The question that faces Momentum is “where next?” It’s a complex question, critically exposed to the truism that too much success can sometimes be a bad thing. And who could blame the team at Momentum HQ for resting on their laurels, for assuming that they’ve stumbled across a winning formula in no need of a overhaul? For what it’s worth, the Momentum team seem to be quite cognisant of the pitfalls before them. Early indications are that they are already at full tilt for any coming election, having never truly dropped their campaign footing.

It’s perhaps better then, to revisit past critiques and reassess them in light of the current standing of the organisation and the Labour Party as a whole. Even before they proved themselves beyond all doubt, few dissenters could have fault with Momentum’s capacity for mobilisation. No organisation of the British Left, bar Corbyn’s Labour Party itself, could boast of the kind of growth enjoyed by Momentum. Believe me - those of us who once fell behind the Left Unity banner still cringe at the memory of that party’s ‘fastest growing party in Britain’ braggadocio (yes comrade, going from 1 member to 100 is technically a 10000% growth rate) . No organisation, including Corbyn’s Labour Party, could boast of a comparable ability to get feet on the streets and so effortlessly saturate voters’ social media feeds. Momentum’s flair in this regard, it seems to me, was never in doubt.
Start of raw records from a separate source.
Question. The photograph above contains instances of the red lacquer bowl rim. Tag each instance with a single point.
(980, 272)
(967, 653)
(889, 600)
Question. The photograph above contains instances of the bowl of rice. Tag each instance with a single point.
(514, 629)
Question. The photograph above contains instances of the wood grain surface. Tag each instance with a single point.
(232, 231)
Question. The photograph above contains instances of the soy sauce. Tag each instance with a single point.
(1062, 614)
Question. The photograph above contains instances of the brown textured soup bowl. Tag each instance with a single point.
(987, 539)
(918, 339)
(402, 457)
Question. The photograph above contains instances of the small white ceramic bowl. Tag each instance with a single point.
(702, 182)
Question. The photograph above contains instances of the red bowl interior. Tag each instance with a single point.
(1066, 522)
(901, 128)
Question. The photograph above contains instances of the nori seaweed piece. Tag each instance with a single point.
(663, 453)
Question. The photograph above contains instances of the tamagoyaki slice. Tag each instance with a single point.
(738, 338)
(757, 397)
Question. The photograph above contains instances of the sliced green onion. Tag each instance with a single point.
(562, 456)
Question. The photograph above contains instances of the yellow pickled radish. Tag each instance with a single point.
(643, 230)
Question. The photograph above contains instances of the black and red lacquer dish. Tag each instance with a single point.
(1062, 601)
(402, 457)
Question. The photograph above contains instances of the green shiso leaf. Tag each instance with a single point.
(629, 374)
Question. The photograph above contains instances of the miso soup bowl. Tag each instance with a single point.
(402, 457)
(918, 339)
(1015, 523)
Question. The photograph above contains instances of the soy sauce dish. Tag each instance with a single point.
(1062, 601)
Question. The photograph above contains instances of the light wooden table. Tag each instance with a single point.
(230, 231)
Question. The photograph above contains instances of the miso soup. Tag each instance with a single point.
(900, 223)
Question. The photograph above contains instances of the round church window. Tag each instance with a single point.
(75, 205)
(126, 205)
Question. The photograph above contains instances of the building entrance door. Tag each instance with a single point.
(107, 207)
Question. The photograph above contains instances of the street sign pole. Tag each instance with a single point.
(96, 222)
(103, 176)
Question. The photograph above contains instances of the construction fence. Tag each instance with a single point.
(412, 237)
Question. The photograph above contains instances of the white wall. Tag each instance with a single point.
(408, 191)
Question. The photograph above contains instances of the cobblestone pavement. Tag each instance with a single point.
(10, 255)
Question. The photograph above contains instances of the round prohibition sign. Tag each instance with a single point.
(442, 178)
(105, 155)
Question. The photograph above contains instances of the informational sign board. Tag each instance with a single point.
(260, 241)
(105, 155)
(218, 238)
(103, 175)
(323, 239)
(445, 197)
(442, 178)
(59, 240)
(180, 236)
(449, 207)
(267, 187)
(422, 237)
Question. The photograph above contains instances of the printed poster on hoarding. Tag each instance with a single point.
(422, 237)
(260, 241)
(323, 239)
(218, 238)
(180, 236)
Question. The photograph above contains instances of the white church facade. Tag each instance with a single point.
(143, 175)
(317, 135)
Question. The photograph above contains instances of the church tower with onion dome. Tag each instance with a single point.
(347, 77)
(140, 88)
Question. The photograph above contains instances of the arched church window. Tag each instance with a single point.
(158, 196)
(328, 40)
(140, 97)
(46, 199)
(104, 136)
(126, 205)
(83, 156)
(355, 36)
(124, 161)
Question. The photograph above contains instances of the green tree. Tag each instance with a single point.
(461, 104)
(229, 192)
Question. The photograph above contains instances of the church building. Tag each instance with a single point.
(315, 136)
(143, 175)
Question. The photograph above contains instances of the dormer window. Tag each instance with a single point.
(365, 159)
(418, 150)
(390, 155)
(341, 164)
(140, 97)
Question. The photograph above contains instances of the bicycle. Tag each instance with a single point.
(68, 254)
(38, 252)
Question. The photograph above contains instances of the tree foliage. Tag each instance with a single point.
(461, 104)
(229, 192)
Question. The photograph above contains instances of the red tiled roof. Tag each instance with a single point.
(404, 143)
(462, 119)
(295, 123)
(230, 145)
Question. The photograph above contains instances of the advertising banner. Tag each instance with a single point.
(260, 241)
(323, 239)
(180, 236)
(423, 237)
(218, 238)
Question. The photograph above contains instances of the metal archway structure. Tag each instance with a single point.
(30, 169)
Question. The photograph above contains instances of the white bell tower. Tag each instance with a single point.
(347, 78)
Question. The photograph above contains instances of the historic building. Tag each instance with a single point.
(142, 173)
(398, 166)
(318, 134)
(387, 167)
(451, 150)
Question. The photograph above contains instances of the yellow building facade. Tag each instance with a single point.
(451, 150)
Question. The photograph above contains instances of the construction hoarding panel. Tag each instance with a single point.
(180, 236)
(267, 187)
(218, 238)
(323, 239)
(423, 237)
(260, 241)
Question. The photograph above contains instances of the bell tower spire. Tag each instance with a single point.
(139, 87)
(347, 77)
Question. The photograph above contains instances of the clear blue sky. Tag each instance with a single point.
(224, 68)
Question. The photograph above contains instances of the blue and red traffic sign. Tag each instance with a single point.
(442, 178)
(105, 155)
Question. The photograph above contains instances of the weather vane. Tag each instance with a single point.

Where some of us have made slightly less flattering assessments would be in Momentum’s ability to expressly politicise the struggle. In other words, Momentum still feels as though it is bringing up the rear, rather than leading the development of class-consciousness. It still operates somewhat within the limited remit of being the Jeremy Corbyn fan club. There’s a place for that, though my suspicion is that the organisation does not yet fully recognise the urgency and importance of this element of their work: a misapprehension stemming from a political culture learned on the Labour left, which, for its merits, still subscribes to ‘broad church’ labourist values. The same thinking underpins Corbyn’s failure, so far, to successfully bring the Labour right to heel; the man being apparently possessed of bottomless wells of forgiveness and tolerance. Momentum therefore leans heavily on the weakness of the Tory party (which, lest we forget, has not convincingly won an election since the 1980s) and, worryingly, perhaps believes such conditions are here to stay.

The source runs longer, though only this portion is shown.